Это оказался красивый, с правильными чертами лица, большеглазый человек. Но сейчас в этих больших глазах застыло страдание и даже непонимание всего происходящего вокруг него. Он словно бы не ощущал настоящести, реальности событий, участником которых стал, причем в данном, доступном для него небольшом эпизоде значительного общего действия, главным участником. И вроде бы удивлялся даже тому, что доставили его в кабинет в наручниках, которые сняли только по указующему жесту капитана. По крайней мере, в глазах у него это удивление собственным положением так и застыло.
– Садись, Наиль, – обращаясь к арестованному на «ты», как к хорошему и давнему знакомому, сказал со вздохом Юрий Юльевич. Может быть, сработало милицейское братство, но и Шакиров ответил оперу на «ты», с очевидным сонливым равнодушием в голосе:
– Ты же сегодня меня вызывал… Что-то не ясно?
Ему было мучительно отрываться от собственных мыслей, болезненных грез и возвращаться к реальности. Басаргин теоретически знал о таком состоянии и даже часто наблюдал его сам во время допросов, когда человек согласен со всеми обвинениями в свой адрес – только бы его не беспокоили, только бы не заставляли отвечать раз за разом на те же самые вопросы, которые уже задавали.
– Мне-то все ясно. Я бы и дело уже передал следователю, на которого полагаюсь, поскольку не первый год вместе с ним работаю, только передавать его придется другому следователю, который неизвестно еще как все дело повернет и какое обвинение предъявит.
– Какому другому? – по инерции переспросил Наиль Федорович чуть растерянно, с трудом возвращаясь мыслями к настоящему, но так и не проявляя явной и естественной вроде бы заинтересованности, словно его собственная дальнейшая судьба касалась гораздо меньше, нежели капитана МУРа Леонова.
Леонов же, наоборот, казался собранным и сосредоточенным.

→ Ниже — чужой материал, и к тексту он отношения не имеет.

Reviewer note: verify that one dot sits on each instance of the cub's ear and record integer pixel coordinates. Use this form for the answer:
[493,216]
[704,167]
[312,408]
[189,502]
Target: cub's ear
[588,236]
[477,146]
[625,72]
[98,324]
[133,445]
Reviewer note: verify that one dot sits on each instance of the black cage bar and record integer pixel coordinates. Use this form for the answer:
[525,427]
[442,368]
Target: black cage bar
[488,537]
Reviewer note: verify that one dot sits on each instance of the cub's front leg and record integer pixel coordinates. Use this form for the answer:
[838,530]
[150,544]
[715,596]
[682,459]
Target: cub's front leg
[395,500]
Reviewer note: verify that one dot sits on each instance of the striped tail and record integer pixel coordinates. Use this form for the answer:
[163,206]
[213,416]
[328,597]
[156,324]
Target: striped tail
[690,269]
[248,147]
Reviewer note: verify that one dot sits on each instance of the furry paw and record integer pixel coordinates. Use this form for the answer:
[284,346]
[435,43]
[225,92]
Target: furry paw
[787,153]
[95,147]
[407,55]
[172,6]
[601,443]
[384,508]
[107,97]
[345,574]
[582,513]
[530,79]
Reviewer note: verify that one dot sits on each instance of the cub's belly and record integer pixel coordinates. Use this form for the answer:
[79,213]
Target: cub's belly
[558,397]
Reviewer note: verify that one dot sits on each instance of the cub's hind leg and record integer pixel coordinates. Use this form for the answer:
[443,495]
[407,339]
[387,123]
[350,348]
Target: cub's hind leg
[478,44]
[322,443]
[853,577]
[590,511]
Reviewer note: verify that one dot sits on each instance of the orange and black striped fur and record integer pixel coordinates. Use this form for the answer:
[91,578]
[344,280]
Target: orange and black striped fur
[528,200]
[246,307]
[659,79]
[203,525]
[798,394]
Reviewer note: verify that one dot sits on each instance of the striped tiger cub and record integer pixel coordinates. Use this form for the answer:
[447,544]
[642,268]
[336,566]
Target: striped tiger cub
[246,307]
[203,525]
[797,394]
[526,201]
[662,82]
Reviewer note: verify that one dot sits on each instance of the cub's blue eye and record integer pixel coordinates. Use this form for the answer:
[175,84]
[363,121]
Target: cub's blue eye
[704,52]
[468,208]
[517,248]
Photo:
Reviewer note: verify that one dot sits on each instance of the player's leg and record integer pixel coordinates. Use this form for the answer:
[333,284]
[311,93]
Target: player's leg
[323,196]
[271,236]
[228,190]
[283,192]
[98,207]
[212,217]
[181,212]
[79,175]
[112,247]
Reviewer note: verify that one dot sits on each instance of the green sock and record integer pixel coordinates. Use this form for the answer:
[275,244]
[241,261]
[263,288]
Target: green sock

– Дело у меня забирают. В ФСБ…
– Им-то я каким местом еще понадобился, – Шакиров устало вздохнул и посмотрел на Басаргина взглядом больной собаки. – Это, как я понимаю, вы из ФСБ?
– Нет. Моя фамилия Басаргин. Зовут меня Александр Игоревич. Я руководитель российского бюро Интерпола, подсектор по борьбе с терроризмом. Мы не ведем следственных действий на территории России. Мы, в соответствии со своим уставом, проводим оперативно-разыскные мероприятия и передаем материалы своей деятельности российским же следственным органам. Или другим национальным органам, если работаем в другой стране. В данном случае мы заняты в операции совместно с управлением антитеррора «Альфа», и у меня есть собственное толкование всех происшедших с вами событий, поскольку они стали составляющей частью целого дела.
– Еще не легче. Интерпол… «Альфа»… Я не террорист, не надо на меня еще это вешать.
Басаргин устал считать вздохи арестованного.
– Я не сомневаюсь в вашей осознанной непричастности к терроризму. Ваша причастность существует, но она не осознана.
– Что вы хотите этим сказать? Если можно, не так мудрено… – Он не потерял способности ухмыляться, или же эта способность возвращалась по мере перемены обстоятельств вместе с заинтересованностью.